THE author of the 1998 study that linked autism to a vaccine has hit back at claims it was an “elaborate fraud”, saying he is a victim of a smear campaign by drug manufacturers.
In an interview with CNN, Andrew Wakefield denied inventing data and blasted a reporter who apparently uncovered the falsifications as a “hit man” doing the bidding of a powerful pharmaceutical industry.
“It’s a ruthless pragmatic attempt to crush any investigation into valid vaccine safety concerns,” Wakefield said.
He insisted the “truth” was in his book about the scandal: “The book is not a lie, the study is not a lie…I did not make up the diagnoses of autism.”
Blamed for a disastrous boycott of the measles, mumps and rubella (MMR) vaccine in Britain, the study was retracted by The Lancet last year and Wakefield was disgraced on the grounds of conflict of financial interest and unethical treatment of some children involved in the research.
Yesterday the British Medical Journal declared the study an “elaborate fraud”.

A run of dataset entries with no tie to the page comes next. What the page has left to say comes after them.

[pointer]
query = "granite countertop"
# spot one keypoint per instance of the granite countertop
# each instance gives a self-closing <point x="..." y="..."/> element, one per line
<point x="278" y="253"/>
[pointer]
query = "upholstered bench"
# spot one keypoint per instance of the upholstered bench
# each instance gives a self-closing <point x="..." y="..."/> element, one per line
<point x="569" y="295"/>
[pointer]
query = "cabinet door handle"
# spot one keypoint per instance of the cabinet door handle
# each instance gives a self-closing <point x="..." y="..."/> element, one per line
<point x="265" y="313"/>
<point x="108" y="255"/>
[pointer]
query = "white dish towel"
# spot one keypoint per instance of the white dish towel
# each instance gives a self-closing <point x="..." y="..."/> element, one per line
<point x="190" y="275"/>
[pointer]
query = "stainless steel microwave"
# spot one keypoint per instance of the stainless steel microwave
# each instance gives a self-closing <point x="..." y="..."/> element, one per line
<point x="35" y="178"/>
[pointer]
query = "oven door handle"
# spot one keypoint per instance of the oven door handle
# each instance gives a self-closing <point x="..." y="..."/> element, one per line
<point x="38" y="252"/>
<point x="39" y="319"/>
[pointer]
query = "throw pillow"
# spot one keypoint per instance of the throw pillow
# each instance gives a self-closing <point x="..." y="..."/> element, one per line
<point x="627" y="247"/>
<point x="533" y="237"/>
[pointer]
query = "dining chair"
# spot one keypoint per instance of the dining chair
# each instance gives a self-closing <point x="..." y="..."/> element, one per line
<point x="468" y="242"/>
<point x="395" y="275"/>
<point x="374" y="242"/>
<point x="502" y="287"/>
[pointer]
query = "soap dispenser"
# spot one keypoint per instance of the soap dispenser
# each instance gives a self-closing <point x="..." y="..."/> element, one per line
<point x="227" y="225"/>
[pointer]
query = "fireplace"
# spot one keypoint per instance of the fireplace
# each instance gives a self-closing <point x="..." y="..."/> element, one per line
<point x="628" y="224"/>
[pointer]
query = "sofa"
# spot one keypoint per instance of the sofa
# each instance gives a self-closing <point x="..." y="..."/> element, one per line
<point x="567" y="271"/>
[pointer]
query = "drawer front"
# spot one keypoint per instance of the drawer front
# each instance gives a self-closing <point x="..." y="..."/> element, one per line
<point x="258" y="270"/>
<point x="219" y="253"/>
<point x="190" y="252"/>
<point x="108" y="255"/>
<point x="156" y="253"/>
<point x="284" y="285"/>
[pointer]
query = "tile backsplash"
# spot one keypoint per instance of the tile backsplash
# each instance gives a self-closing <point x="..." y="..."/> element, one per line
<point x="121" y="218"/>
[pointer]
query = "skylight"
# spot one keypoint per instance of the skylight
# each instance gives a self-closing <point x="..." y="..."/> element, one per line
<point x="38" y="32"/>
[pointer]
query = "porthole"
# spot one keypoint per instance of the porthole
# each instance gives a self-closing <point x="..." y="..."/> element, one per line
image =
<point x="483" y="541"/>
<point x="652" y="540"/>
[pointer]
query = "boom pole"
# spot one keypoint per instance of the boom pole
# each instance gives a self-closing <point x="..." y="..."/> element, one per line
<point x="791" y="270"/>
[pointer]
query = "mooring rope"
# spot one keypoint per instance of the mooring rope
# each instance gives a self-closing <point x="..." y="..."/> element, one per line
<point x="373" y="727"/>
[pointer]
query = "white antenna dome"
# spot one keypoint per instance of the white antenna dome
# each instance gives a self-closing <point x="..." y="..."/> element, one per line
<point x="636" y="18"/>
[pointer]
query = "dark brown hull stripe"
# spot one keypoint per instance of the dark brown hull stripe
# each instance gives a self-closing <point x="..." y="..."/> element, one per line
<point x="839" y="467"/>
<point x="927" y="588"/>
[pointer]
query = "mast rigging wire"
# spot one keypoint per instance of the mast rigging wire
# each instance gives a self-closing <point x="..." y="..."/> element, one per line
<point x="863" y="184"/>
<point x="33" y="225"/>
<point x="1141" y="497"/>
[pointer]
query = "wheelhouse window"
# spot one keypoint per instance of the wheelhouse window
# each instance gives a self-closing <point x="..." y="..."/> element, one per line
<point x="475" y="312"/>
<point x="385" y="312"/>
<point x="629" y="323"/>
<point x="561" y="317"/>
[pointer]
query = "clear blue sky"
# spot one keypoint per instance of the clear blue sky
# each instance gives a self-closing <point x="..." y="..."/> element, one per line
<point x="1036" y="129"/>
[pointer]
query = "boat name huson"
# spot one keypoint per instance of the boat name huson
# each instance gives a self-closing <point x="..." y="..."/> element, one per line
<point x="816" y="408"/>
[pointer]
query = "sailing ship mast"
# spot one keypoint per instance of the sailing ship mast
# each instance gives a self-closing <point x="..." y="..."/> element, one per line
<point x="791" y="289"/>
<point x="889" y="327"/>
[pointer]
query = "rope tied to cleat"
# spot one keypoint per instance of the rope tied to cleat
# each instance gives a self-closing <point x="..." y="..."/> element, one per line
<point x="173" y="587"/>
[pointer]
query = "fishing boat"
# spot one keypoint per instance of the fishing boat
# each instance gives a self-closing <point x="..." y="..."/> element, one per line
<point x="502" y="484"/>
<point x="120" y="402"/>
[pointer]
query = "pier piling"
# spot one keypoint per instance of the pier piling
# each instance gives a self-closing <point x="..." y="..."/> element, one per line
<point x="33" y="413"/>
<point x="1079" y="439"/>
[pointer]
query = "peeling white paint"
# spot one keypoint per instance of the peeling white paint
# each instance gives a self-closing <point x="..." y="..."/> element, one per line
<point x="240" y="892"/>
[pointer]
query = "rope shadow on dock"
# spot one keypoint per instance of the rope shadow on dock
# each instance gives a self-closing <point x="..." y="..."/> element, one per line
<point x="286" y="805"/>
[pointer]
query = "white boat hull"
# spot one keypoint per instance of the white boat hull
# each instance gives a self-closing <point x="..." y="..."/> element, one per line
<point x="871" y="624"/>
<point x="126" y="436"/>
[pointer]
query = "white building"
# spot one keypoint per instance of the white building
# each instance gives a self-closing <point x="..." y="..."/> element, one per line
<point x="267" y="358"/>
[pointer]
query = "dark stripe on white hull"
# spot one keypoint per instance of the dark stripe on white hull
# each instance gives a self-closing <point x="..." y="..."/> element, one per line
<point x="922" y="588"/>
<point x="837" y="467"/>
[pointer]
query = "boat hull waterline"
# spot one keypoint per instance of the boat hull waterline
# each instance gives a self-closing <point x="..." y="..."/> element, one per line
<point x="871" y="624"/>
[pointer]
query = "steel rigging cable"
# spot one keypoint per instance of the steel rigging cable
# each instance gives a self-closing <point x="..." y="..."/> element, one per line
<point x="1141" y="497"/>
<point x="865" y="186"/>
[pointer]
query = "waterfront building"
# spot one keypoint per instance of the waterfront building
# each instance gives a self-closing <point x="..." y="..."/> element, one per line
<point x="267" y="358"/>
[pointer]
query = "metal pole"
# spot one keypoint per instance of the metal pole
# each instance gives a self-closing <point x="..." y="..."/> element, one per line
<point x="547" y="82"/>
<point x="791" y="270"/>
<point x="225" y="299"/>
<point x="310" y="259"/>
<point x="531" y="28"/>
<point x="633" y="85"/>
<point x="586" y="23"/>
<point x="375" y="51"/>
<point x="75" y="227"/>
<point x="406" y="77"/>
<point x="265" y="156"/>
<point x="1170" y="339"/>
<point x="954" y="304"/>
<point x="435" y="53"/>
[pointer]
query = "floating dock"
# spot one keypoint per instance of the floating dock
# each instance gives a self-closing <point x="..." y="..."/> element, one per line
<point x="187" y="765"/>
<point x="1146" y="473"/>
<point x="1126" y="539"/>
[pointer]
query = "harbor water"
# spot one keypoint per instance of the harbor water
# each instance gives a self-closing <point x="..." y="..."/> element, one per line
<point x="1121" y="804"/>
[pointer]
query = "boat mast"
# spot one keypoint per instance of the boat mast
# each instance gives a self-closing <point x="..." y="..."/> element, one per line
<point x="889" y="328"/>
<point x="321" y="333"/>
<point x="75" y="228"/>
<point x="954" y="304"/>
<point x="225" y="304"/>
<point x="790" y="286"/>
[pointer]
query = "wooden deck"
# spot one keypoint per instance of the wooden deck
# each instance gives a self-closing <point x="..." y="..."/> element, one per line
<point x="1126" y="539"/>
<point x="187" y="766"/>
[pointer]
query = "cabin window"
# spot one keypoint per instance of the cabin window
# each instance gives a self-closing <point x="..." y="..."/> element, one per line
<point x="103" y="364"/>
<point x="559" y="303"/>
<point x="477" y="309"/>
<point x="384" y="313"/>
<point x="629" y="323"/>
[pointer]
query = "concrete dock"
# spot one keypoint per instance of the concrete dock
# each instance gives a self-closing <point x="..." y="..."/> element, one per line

Wakefield, in 1998 a consultant in experimental gastroenterology at London’s Royal Free Hospital, and his team suggested they had found a “new syndrome” of autism and bowel disease among 12 children.
They linked it to the MMR vaccine, which they said had been administered to eight of the youngsters shortly before the symptoms emerged.
But other scientists swiftly cautioned the study was only among a tiny group, without a comparative “control” sample, and the dating of when symptoms surfaced was based on parental recall, which is notoriously unreliable.
Experts said the study’s results have never been replicated.
When asked why 10 of his co-authors retracted the interpretations of the study, Wakefield said: ” I’m afraid the pressure has been put on them to do so.”
“People get very, very frightened. You’re dealing with some very powerful interests here.”